Personal, Social, and Emotional Development

Making relationships

  • Stops crying when they are picked up or comforted by cuddling or your touch

  • Your baby starts to differentiate one face from another.

  • Smiles and is more responsive to others.

  • Your baby enjoys playful interactions with familiar people and maintains eye contact.

  • Uses sounds to interact socially.

Sense of Self

  • Your baby enjoys copying your facial expressions and mimicking the sounds you make.

  • Explores the world around them using all their senses.

  • Generally happy when not hungry or tired.

  • Enjoys exploring their body using a variety of movements.

  • Shouts to attract attention.

Understanding Emotions

  • Explores the world around them using all their senses.

  • Begins to show an increasingly range of feelings and responses.

  • Can calm with experiences such as rocking, touch, and soothing sounds.

Physical Development

Moving and Handling

  • Your baby has discovered their hands and moves them around in front of their face, watching and enjoying movements.

  • Enjoys finger play and toe games.

  • If placed in their hand, your baby holds a rattle or other objects for an increasingly time.

  • Sits with aid and uses hands for support.

  • Begins exploring rolling from back to tummy and tummy to back.

  • Reaches for nearby toys while on tummy.

  • While lying on their back, your baby uses both hands to play with their feet.

  • While lying on their back, your baby can transfer a toy from one hand to the other.

Health and Self care

  • Generally happy when not hungry or tired.

  • Your baby makes their needs known through crying and body movements.

  • Gets excited when they see a milk bottle or mum's breast, beginning to enjoy and anticipate feeding times.

Mother breastfeeding baby

Mother breastfeeding baby

Communication and Language Development

Listening and attention

  • Listens to everyday sounds raising their head when sounds attract their attention.

  • Listens and responds when spoken to by a familiar adult by making sounds and body movements. 

  • Notices toys that make sounds.


  • Begins to use consonant sounds in babbling, e.g. "da, da, da" and "ga, ga, ga."

  • Uses babbling to get attention.

  • Makes different kinds of sounds to express feelings.

  • Makes laughing sounds.


  • Your baby loves watching your face, gestures, and movements, and they are beginning to explore contextual cues, such as familiar gestures and sounds.

  • Your baby vocalises in response to playful interactions with familiar adults.
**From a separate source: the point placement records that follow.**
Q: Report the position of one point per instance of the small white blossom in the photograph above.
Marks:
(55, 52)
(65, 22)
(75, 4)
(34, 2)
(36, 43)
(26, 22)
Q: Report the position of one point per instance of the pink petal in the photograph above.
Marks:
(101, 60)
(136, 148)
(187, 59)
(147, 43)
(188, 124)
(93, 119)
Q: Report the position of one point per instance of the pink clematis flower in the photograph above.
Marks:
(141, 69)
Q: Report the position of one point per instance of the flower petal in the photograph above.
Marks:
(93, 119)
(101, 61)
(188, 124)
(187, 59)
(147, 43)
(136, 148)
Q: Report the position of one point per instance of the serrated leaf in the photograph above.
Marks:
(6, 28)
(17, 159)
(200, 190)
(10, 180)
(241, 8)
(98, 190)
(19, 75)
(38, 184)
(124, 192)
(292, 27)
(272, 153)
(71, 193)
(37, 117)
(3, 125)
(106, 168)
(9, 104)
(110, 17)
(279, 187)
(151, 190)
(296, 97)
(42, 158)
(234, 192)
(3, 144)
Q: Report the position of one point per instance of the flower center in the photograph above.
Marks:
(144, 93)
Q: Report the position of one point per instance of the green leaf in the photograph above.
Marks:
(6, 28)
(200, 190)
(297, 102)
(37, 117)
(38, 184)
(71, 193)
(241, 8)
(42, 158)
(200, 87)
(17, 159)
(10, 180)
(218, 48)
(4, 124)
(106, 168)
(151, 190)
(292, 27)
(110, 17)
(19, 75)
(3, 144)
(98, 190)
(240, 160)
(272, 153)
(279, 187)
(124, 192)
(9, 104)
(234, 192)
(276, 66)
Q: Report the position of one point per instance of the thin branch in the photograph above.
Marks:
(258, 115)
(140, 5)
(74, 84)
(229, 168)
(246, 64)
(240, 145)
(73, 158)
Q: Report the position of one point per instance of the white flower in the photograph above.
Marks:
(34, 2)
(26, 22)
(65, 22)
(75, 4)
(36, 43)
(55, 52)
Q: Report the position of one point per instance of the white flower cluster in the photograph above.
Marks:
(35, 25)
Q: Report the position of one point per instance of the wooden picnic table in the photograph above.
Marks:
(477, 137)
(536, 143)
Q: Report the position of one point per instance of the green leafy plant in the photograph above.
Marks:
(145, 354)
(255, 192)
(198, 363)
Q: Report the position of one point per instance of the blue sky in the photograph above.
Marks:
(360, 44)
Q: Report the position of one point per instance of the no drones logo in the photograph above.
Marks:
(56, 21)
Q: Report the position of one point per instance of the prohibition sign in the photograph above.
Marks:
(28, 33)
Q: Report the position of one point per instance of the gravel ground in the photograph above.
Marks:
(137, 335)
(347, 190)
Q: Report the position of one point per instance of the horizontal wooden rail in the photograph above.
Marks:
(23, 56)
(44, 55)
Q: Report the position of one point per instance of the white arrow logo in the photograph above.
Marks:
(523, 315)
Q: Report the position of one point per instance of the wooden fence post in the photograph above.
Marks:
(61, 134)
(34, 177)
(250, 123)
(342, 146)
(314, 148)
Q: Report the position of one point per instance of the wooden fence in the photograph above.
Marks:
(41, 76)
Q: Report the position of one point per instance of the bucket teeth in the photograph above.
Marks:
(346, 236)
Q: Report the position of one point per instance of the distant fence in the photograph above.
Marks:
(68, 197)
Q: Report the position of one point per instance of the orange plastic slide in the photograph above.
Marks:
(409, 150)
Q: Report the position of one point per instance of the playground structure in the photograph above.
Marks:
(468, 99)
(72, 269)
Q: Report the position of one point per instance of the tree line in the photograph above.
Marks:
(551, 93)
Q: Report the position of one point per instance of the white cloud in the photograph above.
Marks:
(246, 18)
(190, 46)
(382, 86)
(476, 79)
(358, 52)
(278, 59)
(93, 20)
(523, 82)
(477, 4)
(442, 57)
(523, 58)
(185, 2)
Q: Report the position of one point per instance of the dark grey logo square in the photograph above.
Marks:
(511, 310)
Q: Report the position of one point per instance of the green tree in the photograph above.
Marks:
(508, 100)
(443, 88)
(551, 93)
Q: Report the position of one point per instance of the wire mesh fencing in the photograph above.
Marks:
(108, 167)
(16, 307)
  • Smiles when being talked to.

What to look out for:

Remember that each child is unique, and they all develop at various times and at different rates. So, if your baby isn't doing the same things as your friend's kid, give your little one time! Your little one may be finding the following skills challenging:

  • Doesn’t show affection to parents or caregivers.

  • Won’t respond to nearby sounds.

  • Doesn’t laugh.

  • Has a hard time getting things into her mouth.

  • Doesn’t make vowel sounds.

  • Seems too floppy or too stiff.

  • Can’t roll over in either direction.

  • Doesn’t attempt to grab objects nearby.

If you are concerned about your little one, seek help from your GP or health visitor. No matter how small your concern is don’t let it linger in your mind, ask for help.